Since yesterday I have seen the same tweet, or some derivative of it, at least fifteen times. It's a link to a post written by a well known (mommy)blogger. A post that received more than one hundred comments, most of which agreed, strongly, with the writer.
What?
I agree with the post's main point which is this: Bloggers are worthy of being compensated. If you blog, your time and effort are worth something, yes.
I think that if you were mommyblogging five or even four years ago, your perception of blogging is going to very different than if you started your blog last year or even the year before. Blogging has changed radically and the blogging universe has exploded exponentially.
If you were mommyblogging back then, you were no doubt involved in posts and comments about whether you should or should not breastfeed; Should or should not work outside the home; Should or should not drink during a play date; Should or should not even run ads on your blog. There was a time when running advertisements somehow lessened your blogging cred. (word)

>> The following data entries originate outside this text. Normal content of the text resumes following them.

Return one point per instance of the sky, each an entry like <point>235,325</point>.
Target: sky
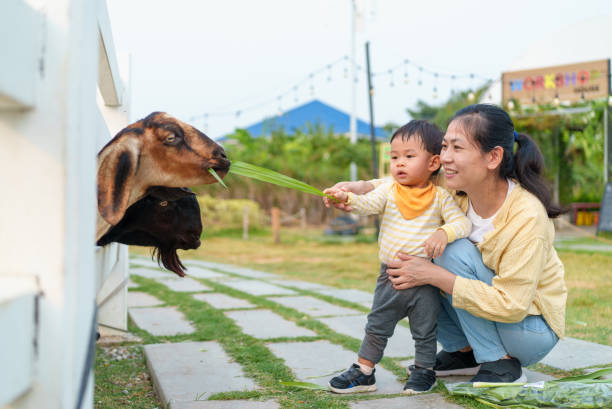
<point>226,64</point>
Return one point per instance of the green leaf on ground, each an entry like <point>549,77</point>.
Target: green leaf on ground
<point>304,385</point>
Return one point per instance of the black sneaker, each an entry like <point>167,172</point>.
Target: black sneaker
<point>504,370</point>
<point>456,363</point>
<point>421,380</point>
<point>353,381</point>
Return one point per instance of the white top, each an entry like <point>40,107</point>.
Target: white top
<point>481,226</point>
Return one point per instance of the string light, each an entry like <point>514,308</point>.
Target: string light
<point>309,82</point>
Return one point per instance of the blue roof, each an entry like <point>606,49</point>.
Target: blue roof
<point>313,113</point>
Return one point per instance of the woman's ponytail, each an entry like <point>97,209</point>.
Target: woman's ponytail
<point>529,169</point>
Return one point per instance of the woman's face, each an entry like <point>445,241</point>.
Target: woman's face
<point>465,165</point>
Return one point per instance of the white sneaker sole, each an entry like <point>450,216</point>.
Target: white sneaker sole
<point>409,391</point>
<point>458,372</point>
<point>354,389</point>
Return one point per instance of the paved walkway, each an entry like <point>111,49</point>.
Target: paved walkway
<point>182,371</point>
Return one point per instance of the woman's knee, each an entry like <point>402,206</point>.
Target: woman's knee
<point>463,258</point>
<point>529,341</point>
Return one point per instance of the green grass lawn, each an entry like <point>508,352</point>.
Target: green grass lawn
<point>123,384</point>
<point>334,261</point>
<point>310,256</point>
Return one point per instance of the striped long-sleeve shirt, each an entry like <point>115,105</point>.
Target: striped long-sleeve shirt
<point>408,236</point>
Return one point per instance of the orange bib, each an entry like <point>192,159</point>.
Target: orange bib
<point>411,201</point>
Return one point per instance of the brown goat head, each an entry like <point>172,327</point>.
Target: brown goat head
<point>158,150</point>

No matter which one of those discussions you may have contributed to, the overwhelming consensus of voices usually chimed in with the response that no one answer existed. Everyone had the right to make those choices for themselves, based on their own circumstances and point of view and that there was no correct way to do things.
So how is this different?
If you have been around since then and you've been writing consistently and well, chances are you have received opportunities. You have likely received some awesome products to review, trips, book deals, sponsorships to conferences or even a paid blogging job.
Unless you have chosen not to. Which is fine.

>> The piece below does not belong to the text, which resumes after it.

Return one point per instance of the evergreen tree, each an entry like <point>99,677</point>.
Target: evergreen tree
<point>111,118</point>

Because it's your blog and you can do whatever you want with it.
You can write what you want too, on your own blog. Mom-101 should blog her frustrations over losing a sponsorship opportunity because that's what on her mind. What I don't agree with is this idea that we all have to stand up and say no to promoting something for a coffee maker or a link. That is not the same as saying that I think that anyone's writing is worth free peanut butter or a link. I don't think that.
Today? For the record: I would say no to anyone who asked me to run an ad for free. Three years ago I probably would have said yes, so desperate was I to keep up with all the activity I could see growing around me.
Do mommybloggers who run links for zero compensation have blogs with 150 comments and a solid readership? A web-business? A book? Several books? Maybe, but I doubt it. I suspect agencies or companies who target blogs like that don't expect to get much for free. Don't we get together at conferences and talk about building positive relationships with companies and agencies? How do you do that if you are a small blog if you only say no, no, no?
I wish if we were all going to do something, we would all recognize that blogging is not (nor was it probably ever) one big-mommyblogging-level-playing-field. I don't think it's fair or reasonable to expect a new blogger who may be really talented and looking for that one way in with a company or just a little more traffic to turn down anything.
Nor should anyone ask them to.
Tell me I'm wrong. I really want to understand this.